Conflict of Laws, Rules of the

The following article is from The Great Soviet Encyclopedia (1979). It might be outdated or ideologically biased.

Conflict of Laws, Rules of the


a legal norm that indicates which country’s law should be applied to civil law relations involving transnational considerations. The presence of a “foreign element” in such a legal relationship raises the “conflict question”: in the event of a conflict, which country’s laws are applicable? The rules of the conflict of laws answer this question by establishing a common feature for the choice of law to be applied; that is, they do not determine what rights and obligations arise for the participants of the legal relationship but merely refer to the law, domestic or foreign, by which the countries should be guided. For example, the rules of the conflict of laws contained in article 127 of the Basic Principles of Civil Legislation of the USSR and the Union Republics determine that the relations concerning succession are defined according to the law of the country where the legator had his last permanent residence.

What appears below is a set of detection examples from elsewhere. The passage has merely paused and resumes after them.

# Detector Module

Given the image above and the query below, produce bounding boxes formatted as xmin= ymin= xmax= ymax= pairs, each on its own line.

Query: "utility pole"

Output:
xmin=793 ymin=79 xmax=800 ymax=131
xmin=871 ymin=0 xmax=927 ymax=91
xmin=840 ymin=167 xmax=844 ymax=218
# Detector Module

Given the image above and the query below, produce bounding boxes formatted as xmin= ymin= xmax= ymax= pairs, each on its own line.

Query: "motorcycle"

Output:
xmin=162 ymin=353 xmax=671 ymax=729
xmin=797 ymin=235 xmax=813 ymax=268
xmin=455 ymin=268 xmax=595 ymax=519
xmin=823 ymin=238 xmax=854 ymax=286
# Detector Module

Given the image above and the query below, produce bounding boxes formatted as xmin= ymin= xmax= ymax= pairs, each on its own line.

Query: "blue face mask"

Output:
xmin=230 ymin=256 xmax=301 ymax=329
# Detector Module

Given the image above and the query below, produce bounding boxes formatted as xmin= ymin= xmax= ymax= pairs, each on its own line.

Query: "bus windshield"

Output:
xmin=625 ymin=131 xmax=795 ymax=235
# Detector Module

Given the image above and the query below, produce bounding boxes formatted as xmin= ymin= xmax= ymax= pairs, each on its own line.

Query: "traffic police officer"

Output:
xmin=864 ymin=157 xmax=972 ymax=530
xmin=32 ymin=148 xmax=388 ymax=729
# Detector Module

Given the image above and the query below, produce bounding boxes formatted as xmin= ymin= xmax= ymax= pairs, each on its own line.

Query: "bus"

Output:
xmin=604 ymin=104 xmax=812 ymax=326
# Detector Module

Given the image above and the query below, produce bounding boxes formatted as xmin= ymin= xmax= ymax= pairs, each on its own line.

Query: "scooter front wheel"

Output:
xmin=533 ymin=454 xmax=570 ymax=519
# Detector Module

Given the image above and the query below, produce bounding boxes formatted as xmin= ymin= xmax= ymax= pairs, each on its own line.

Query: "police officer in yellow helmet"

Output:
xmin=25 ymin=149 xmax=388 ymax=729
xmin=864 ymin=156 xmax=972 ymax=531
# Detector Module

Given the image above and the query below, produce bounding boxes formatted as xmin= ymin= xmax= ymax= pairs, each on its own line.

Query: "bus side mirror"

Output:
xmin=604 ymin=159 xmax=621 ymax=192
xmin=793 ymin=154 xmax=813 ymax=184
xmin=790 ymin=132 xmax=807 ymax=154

The rule of the conflict of laws consists of two elements— extent (indicating the sphere of relations to which this rule is applied) and adherence (indicating which law should be applied). The basic types of attachment norms governing adherence in conflict of laws (the so-called formulae of adherence) include the “law of the person,” that is, the law of citizenship or permanent residence of the person (used in deciding questions in such areas as legal capacity and marriage); the law of the location of the object; the law of the place where the act was committed; and the law of the court.

In Soviet legislation, in addition to the Basic Principles of Civil Legislation of the USSR and the Union Republics, the rules of the conflict of laws are contained in the Maritime Code of the USSR, in the Basic Principles of Legislation on Marriage and Family, and in a number of other laws. Several international treaties in which the USSR is a participant also contain rules of the conflict of laws (for example, treaties on rendering legal aid in civil, family, and criminal cases and the General Conditions for Delivery of Goods Between Organizations of Member Countries of the Council for Mutual Economic Assistance, adopted in 1968).


Lunts, L. A. Kurs mezhdunarodnogo chastnogo prava, vol. 1: Obshchaia chast’. Moscow, 1959.
Lunts, L. A. Mezhdunarodnoe chastnoe pravo. Moscow, 1970.
Pereterskii, I. S., and S. B. Krylov. Mezhdunarodnoe chastnoe pravo, 2nd ed. Moscow, 1959.